When Madison Army veteran Dennis Presser was 14-years-old, his father was killed in a car accident.
For years, Presser says he struggled for answers about his father's death, and his religion
"Basically, the whole time I was in the Army, I was searching for some kind of religion that would speak to me as a person," said Presser, "and I found it."
Presser found his answers in Paganism.
It's he religion he's now been practicing for the last 20 years.
But now he's searching for a different answer.
Presser wants to know why the department of Veteran's Affairs won't allow him to put his religious symbol, a Pentacle, on his military headstone when he dies.
"Muslims have one, Jews have two or three," said Presser, "why they don't let Pagans have one?
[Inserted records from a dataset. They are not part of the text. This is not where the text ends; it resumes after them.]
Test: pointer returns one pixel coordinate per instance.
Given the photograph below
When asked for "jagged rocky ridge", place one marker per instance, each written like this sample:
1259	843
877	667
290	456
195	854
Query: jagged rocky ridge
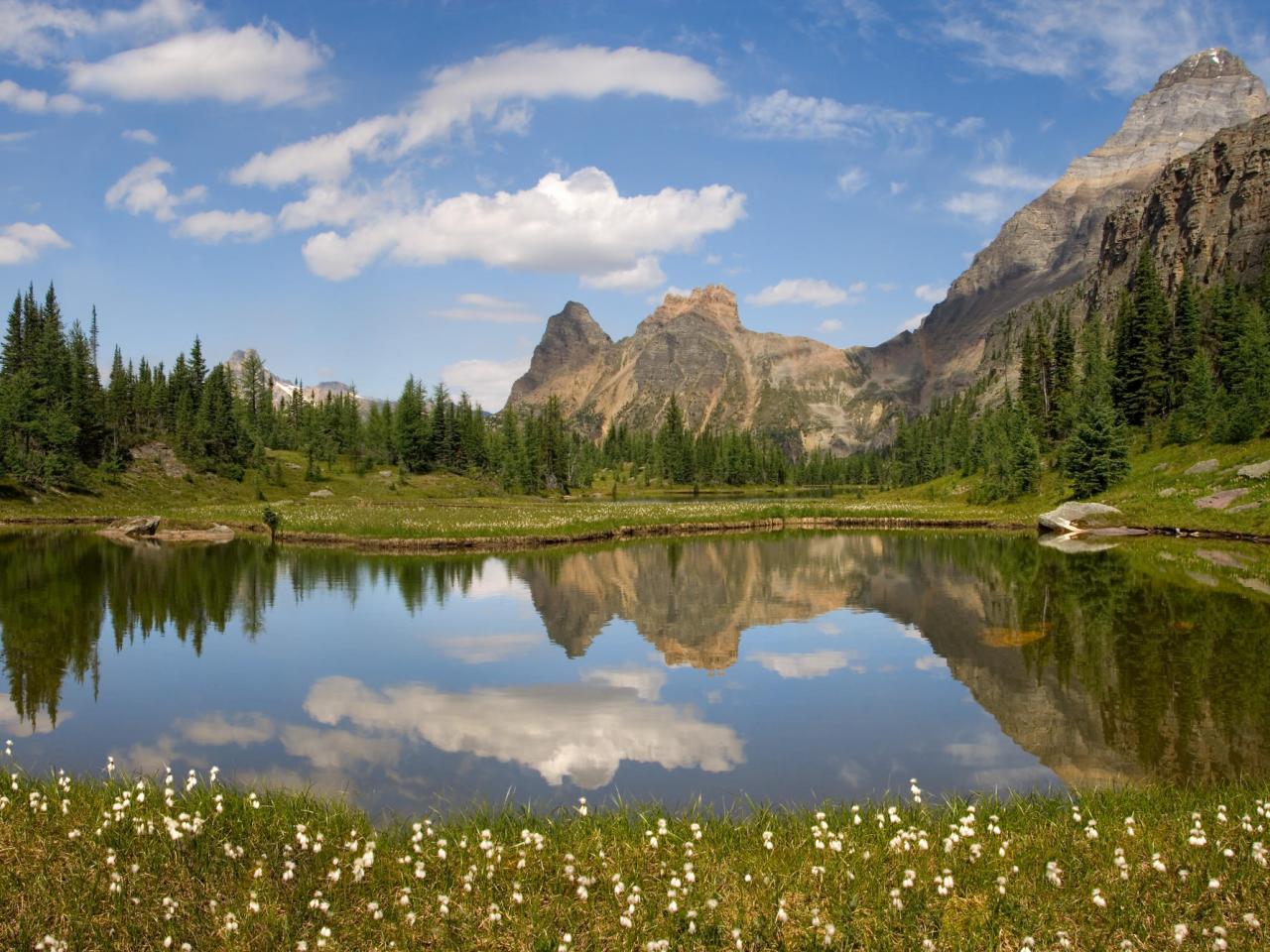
721	373
284	389
1162	177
I don't know."
In all, the V.A. lists 38 different religious symbols that are acceptable, but the Pentacle is not one of them.
"The principle of equal treatment is generally respected in our federal government system," said Barry Lynn, Americans united for separation of church and state. "Sadly, one area where problems still remain is the department of veteran's affairs."
The "Americans for Separation of Church and State" have joined with with a pagan group and are suing the federal government, hoping to have their religious beliefs recognized.
Presser says he's hoping it works.
And, that people start looking at his nature-based religion with an open mind.
"Why my religion is such a threat to some people is beyond my understanding."